If you’re unhappy with health care, you’re obviously not alone.  For most people, the problem isn’t availability.  The problem is cost – cost of treatment, cost of prescriptions, cost of insurance, or cost of paying for the uninsured.

For more than 60 years, government has tinkered with the way we pay for health care.  Unfortunately, when government "solutions" fail, lawmakers rarely admit their mistakes and go back to square one.  Instead, they layer more dubious solutions on top of those that failed until the problem becomes so intractable that far more people suffer from the solution than from the original problem.

Last year, the state legislature created the Blue Ribbon Commission (BRC) on Health Care Reform and charged it with divining a proposal to expand coverage, reduce the number of uninsured and decrease costs.  (After that, curing cancer should be a snap.)

A final recommendation is due this November, but the BRC now appears headed toward a nightmare "solution" consisting of higher taxes, lower wages and fewer choices.

The commission chairman says the state may have to resort to a tax increase.  Meanwhile, three of the four proposals still under final consideration include mandates to require all Colorado residents to purchase health insurance or all employers to buy insurance for their employees.

While the BRC could do many things to modestly improve Colorado’s health care climate, coercing everyone to purchase a government-approved health plan isn’t one of them.  Such a mandate takes away from consumers the power to select the coverage that best fits their unique needs and budget.

Employers don’t mind helping their employees pay for insurance, but they don’t want to pick their policy for them.  You wouldn’t want your employer to buy groceries for everyone at work from a one-size-fits-all shopping list — and deduct the cost from your paycheck.  So why do we accept the notion that employers should pick our health insurance coverage using that very model?

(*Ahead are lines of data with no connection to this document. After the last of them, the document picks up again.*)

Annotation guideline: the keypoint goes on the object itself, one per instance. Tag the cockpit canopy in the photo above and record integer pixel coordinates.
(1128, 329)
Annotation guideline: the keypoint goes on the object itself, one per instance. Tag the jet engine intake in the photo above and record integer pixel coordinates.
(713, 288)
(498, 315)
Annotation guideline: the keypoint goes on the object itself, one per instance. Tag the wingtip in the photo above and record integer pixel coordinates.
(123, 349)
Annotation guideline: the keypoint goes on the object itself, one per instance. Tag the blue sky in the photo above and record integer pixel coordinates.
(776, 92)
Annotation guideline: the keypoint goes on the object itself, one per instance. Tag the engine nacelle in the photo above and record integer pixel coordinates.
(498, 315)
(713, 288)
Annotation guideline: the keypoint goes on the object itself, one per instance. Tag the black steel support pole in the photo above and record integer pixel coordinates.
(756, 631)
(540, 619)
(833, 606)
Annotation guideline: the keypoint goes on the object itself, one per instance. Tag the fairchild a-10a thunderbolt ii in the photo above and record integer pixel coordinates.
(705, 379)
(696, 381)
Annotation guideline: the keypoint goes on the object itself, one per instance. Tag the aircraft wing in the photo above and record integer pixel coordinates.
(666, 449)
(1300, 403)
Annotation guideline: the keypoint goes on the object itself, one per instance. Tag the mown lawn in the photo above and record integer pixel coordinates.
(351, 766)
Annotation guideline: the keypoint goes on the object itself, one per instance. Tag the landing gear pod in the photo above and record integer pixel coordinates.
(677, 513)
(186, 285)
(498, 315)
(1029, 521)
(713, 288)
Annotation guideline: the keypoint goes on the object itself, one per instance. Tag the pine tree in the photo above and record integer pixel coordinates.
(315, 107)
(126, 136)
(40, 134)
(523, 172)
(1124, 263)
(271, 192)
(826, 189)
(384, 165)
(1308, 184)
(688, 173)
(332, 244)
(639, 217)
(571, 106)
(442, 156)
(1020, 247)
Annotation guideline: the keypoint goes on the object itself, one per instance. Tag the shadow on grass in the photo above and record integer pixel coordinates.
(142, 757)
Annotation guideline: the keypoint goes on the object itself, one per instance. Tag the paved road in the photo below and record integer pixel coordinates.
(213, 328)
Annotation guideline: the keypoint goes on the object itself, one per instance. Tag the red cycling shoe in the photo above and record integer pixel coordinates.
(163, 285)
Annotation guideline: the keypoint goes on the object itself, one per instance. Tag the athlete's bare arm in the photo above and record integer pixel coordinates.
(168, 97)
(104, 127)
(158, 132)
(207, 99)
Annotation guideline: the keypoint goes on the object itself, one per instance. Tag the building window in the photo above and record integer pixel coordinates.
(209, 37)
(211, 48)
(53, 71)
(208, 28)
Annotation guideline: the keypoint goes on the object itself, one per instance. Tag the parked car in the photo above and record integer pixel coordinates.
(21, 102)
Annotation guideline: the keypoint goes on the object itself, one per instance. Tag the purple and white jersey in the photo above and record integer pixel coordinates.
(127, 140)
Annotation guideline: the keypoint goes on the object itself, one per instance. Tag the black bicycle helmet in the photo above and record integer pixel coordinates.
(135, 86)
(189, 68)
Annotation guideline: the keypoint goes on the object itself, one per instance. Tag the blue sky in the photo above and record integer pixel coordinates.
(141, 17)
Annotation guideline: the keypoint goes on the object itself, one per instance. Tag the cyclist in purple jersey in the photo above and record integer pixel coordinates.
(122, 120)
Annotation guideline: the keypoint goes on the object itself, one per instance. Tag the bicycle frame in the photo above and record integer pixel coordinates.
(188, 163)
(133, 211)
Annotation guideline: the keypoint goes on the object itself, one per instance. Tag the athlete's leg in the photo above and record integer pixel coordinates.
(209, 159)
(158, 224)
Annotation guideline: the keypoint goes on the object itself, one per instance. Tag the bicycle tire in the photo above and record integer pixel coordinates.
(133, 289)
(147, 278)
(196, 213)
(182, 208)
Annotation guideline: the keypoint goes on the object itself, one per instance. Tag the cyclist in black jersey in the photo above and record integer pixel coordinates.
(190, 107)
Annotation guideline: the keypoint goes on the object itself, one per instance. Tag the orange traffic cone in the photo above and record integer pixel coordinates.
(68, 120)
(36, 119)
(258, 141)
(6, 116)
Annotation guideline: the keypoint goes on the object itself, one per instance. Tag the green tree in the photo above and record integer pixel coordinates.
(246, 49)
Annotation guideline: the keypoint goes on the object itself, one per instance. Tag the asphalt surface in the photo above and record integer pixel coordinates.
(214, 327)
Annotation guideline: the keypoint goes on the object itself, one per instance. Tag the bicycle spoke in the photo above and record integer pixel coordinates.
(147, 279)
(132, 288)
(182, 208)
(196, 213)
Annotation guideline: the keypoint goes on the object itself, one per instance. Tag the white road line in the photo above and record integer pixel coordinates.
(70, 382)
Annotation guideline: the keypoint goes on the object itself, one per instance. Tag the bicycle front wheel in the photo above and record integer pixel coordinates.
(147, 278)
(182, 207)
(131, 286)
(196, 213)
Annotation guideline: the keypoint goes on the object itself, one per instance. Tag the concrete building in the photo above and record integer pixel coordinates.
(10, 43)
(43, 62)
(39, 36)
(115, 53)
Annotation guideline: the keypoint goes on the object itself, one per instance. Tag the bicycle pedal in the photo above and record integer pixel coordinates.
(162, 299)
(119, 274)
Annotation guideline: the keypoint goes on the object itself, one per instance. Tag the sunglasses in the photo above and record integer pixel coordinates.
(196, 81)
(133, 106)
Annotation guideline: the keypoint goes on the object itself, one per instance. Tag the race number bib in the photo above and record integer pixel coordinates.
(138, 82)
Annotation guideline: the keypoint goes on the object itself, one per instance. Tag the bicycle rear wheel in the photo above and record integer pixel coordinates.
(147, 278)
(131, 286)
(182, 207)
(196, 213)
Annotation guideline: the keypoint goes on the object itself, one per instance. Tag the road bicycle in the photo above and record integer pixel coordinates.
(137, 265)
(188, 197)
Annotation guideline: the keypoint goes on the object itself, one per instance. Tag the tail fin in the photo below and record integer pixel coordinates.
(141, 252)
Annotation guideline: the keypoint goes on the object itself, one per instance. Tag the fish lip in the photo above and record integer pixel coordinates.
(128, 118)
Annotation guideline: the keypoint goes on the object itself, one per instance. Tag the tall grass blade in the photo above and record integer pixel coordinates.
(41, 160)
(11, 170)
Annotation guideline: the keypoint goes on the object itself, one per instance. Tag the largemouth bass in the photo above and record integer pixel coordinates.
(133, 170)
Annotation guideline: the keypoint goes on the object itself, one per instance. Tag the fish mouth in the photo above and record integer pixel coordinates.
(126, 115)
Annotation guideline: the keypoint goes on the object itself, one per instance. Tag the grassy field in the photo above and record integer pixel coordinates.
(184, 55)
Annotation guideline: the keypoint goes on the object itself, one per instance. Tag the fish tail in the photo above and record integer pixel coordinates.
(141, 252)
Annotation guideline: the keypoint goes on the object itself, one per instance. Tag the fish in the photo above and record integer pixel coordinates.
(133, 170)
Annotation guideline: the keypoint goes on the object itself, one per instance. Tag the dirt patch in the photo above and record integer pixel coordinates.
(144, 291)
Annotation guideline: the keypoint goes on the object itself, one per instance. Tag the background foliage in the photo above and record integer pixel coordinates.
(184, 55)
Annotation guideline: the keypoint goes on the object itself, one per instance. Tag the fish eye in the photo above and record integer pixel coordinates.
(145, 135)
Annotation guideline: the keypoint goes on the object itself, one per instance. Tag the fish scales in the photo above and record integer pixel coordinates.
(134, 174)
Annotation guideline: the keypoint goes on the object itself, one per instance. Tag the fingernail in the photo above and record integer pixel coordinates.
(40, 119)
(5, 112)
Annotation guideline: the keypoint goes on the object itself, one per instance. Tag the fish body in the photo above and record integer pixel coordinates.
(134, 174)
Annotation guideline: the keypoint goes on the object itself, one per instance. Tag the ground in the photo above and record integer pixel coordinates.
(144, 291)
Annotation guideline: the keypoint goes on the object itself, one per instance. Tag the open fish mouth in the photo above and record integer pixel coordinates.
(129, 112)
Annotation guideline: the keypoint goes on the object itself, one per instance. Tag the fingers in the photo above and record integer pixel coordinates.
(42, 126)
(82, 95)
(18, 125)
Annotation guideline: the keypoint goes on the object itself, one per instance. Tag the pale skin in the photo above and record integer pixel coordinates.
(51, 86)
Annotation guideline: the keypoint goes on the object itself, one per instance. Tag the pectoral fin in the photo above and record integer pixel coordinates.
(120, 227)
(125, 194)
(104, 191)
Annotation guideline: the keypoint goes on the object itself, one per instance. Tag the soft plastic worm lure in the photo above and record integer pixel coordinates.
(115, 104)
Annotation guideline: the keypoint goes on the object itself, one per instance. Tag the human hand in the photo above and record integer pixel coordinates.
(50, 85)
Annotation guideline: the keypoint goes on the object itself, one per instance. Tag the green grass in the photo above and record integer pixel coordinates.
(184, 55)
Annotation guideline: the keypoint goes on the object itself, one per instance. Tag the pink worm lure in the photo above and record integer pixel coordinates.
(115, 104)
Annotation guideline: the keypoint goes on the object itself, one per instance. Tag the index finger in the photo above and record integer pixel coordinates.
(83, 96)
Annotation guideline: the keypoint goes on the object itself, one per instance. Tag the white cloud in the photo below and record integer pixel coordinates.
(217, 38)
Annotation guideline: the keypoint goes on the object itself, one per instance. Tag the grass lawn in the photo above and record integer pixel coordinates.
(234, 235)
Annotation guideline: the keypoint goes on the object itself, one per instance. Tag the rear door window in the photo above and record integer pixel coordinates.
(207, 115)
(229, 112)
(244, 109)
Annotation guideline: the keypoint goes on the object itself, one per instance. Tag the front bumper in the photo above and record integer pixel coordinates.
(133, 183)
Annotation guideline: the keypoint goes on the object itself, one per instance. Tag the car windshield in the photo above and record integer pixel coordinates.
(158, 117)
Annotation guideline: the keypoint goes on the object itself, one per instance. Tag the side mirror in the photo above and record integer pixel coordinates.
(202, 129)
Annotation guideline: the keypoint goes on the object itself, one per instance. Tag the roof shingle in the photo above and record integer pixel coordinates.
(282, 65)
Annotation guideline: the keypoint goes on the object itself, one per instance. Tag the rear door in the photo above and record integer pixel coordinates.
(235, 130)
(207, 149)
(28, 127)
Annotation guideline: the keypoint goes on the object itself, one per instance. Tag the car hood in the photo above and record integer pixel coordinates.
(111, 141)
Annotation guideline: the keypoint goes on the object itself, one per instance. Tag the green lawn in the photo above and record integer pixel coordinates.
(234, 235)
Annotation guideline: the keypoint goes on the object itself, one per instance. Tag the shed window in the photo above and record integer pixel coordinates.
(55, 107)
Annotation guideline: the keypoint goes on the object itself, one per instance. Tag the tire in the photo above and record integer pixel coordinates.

The only reason employers provide health insurance, rather than simply giving you the money to buy it yourself, is the federal tax code.  Purchasing health insurance is tax deductible for employers; for employees, it’s not.  If your employer simply reimbursed your for your premiums, the IRS would tax the reimbursement.

Although state lawmakers cannot change the federal tax code, they can certainly tell our congressional delegation that equal tax treatment of health insurance premiums is imperative.

Another practical reason to resist an employer-purchase mandate is job creation and competition.

Most employers recognize that providing health insurance is crucial to attracting and retaining qualified workers.  However, every job has a value based on the goods and services that a worker produces.  If a worker’s production is worth $10 an hour and the job currently pays $9.00 an hour, even a bare bones health insurance plan will drive up the cost of employment by at least $1 an hour.

When low-skill, low-wage jobs no longer pay their own way, businesses have no choice but to consider eliminating, automating or relocating them out-of-state or overseas.

On the other hand, a mandate requiring all individuals to purchase health insurance initially sounds like a reasonable step toward personal responsibility.  

However, such a mandate takes the power to shape the marketplace away from Colorado families and gives it instead to politicians and bureaucrats.  Rather than tailor policies to please customers, insurance companies and special interests will lobby lawmakers to force you to buy the products they prefer.

Moreover, government notoriously underestimates the cost when you and I are paying the bill.  In Massachusetts, officials predicted that mandatory coverage could be purchased for $200 a month; now, it’s closer to $400.  Worse still, many residents who were already covered by insurance now must buy a more expensive policy to satisfy the state’s expensive standard.

Colorado’s health care climate didn’t get into this mess overnight.  Lawmakers and the Blue Ribbon Commission should view reform as a long-term commitment, set modest expectations, and proceed carefully.

If, instead, they are bound and determined to hold a press conference to declare the problem solved, the rest of us will be paying the bill until the next commission comes along.